Johnny Fisher and I are on separate paths, and I had to be the bigger man and make the decision to accept the overwhelming popular opinion against me. I wish him well, slapping metaphorical gloves across the faces of his fellow idealistic aesthetes, trading blows with the blunted edges and capped tips of their snazzily gilded weapons.

Johnny, though we must part, I shall always love you, like a brother, or a close relative with a broadly equivalent claim to a disputed throne, who lacks the guile and drive to catch the nearest way.

I have real battles to fight, no quarter given, none asked; limbs severed and thrown asunder by single blows; exposed links in armour hacked at with such furious abandon that blood, gore and marrow all bubble out in a hideous soup of bodily humours.







[1]The correct avenues are: the courtroom, in the event that the dispute cannot be solved amicably with the receipt of appropriate compensation and ideally a stringent confidentiality agreement put in place; then a scurrilous and unconfirmable paperback bestseller offering a thinly fictionalised account of events in an attempt to get around the confidentiality agreement; then a televised adaptation of aforesaid fictional piece; then a self-written corrective novelisation based on the televised adaptation but including new and more accurate revelations; hopefully then a film adaptation of said novelisation which will return rights and royalties to me; then maybe a cash-in Collected Correspondence of the Fisherians book.

[2] Amongst professional Association Footballers such “release clauses” are much sought-after and can cost well into the tens of millions of Euros, but I was fortunate enough to negotiate my severance at no personal cost and with barely a mention of eventually having to pay back certain unaccounted for moneys.

[3] Which will be given prominence in terms of size and position over the amateurish Swords Drawn link currently lowering the tone of the site, it’s solitary status exposing the nepotistic nature of the Fisherians

[4] Maybe there are some terrorists and paedos on there, but most of the guys I’ve been in touch with have been much like you or I – pretty nice fellas who happen to use their copious amounts of free time to engage in acts which are probably legal somewhere in the world, and given the lack of judicial jurisdiction on the WorldWide Web should at the very least be acknowledged as “not certifiable as illegal” online.

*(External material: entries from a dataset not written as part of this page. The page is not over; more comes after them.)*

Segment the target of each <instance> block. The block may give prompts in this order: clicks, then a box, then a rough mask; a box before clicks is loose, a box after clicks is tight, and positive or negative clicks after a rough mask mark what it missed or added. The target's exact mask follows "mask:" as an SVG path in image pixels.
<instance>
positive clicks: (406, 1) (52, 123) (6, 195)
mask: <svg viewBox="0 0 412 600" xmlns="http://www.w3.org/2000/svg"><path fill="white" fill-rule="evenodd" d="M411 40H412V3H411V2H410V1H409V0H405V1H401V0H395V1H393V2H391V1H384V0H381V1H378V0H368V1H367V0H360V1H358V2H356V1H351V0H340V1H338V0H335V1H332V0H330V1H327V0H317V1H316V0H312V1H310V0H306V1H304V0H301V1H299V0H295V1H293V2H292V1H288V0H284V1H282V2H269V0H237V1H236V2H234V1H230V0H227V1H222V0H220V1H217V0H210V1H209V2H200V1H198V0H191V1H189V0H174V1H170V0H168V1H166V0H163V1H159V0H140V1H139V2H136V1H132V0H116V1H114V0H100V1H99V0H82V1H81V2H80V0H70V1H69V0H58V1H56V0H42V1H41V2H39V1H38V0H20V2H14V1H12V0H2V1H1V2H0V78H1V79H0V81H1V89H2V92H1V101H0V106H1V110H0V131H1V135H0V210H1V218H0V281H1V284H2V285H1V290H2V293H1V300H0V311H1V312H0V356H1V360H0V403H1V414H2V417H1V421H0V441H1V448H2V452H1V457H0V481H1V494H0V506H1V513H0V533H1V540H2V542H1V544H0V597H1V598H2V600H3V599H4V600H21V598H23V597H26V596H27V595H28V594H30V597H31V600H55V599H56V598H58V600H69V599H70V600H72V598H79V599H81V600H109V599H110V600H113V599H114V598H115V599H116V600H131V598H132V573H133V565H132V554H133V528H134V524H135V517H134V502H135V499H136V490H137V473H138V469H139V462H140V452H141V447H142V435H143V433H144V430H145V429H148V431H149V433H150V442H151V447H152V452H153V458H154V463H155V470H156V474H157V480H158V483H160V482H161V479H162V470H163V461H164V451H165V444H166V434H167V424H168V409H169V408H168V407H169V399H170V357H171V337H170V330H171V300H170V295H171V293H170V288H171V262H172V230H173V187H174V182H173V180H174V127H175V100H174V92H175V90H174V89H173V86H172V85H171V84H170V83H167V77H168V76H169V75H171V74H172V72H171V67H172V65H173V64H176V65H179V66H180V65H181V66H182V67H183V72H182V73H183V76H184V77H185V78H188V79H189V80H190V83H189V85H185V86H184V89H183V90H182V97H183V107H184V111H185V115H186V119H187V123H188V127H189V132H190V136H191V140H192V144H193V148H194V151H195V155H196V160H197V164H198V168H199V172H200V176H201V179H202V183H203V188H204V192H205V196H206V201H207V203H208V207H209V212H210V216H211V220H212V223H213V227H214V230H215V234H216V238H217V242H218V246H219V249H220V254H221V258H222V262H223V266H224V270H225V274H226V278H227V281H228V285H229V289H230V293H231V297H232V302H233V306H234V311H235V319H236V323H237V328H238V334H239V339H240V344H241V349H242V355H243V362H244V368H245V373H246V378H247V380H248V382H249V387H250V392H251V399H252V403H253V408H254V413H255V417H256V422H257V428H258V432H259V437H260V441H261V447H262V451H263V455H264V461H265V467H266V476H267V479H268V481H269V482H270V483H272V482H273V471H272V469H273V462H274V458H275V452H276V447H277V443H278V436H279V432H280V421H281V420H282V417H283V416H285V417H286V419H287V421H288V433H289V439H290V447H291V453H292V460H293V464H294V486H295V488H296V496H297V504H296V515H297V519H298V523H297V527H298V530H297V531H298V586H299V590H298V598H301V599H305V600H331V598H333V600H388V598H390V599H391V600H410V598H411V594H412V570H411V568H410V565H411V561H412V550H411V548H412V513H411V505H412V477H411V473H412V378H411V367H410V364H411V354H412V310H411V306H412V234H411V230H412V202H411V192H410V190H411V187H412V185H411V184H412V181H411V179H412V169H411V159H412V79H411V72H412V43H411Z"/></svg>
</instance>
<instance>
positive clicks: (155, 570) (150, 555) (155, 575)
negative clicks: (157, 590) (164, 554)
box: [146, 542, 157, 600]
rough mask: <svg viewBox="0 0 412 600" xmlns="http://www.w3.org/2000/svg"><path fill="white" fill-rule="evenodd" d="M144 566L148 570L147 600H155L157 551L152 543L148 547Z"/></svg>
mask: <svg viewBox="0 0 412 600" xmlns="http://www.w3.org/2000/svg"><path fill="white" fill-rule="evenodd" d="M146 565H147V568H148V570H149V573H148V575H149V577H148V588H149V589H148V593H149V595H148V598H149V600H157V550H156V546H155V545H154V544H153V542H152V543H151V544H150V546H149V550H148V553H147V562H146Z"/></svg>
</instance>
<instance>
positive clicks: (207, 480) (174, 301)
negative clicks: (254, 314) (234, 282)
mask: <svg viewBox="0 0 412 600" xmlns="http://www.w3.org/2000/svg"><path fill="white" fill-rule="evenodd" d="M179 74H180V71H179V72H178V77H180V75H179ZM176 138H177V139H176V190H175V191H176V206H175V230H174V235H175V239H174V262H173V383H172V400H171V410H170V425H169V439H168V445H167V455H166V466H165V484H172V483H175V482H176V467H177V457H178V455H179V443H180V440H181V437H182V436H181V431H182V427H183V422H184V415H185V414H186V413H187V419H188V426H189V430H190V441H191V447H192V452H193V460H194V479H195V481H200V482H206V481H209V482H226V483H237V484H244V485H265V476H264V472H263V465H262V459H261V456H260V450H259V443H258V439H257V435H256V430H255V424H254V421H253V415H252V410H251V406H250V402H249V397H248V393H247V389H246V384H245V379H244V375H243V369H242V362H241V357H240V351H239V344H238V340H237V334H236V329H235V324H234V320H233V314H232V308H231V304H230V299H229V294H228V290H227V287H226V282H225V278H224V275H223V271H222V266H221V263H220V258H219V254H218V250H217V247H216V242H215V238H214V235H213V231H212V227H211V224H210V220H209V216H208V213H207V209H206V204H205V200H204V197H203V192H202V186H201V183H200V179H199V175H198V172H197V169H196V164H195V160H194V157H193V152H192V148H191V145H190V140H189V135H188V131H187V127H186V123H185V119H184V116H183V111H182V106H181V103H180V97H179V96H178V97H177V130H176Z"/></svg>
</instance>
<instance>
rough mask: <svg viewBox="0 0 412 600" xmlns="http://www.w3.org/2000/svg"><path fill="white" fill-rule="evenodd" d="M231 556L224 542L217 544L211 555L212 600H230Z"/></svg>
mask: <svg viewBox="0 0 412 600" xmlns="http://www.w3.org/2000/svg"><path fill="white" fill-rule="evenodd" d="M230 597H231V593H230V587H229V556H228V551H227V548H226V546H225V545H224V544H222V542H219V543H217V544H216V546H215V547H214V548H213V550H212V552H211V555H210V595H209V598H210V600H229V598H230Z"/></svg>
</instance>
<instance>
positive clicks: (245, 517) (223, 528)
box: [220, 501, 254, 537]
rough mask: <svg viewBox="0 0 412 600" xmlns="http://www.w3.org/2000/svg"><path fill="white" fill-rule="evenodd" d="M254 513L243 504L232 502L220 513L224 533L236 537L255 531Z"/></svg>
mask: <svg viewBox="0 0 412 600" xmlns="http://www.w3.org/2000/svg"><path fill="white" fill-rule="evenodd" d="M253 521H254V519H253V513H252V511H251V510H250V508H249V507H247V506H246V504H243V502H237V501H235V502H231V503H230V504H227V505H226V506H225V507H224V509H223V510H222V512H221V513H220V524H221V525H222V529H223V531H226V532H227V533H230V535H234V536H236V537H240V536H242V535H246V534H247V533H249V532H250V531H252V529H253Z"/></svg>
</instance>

[5] I am aware that it is traditional in “gay” circles to use dropped handkerchiefs to indicate that a man is “up for it right now” or “wants it so bad and in a specifically depraved fashion”, the popularity of carrying around a reusable mucus receptacle has fallen dramatically in the past 40 years. Conversely, wearing superfluous affected headgear has never been more popular, across the sexual spectrum, so much so that many modern hat wearers are unaware quite how rude it is to neglect to remove one’s chapeau on entering a building. This led me to consider “at the drop of a hat” to be a very appropriate simultaneous metaphor and literal idiom for gay men to indicate their willingness to engage in flippant coitus.

[6] I sincerely hope the term “piggy-back” does not also allude to some pioneering homosexual act, but I daren’t look it up.

[7] “Are we to infer from that that some balrog do not have wings?”; “Was Tolkein using an extended visual metaphor when describing Durin’s Bane/The Balrog of Moria, or should we assume that this is one of the winged balrog to which the slogan refers?”; “Is ‘balrog’ the correct plural form of balrog?” and so on…

[8] This is not a literal longsword, nor should it be construed as a vulgar phallic euphemism, it is the metaphor for my works in contrast to Fisher’s, which I compared to a different type of sword in the previous sentence. If you’re not able to appreciate the connecting motif within a single paragraph I’ve no idea how you have got this far in the article unless you’re just reading the individual letters in each word aloud to yourself.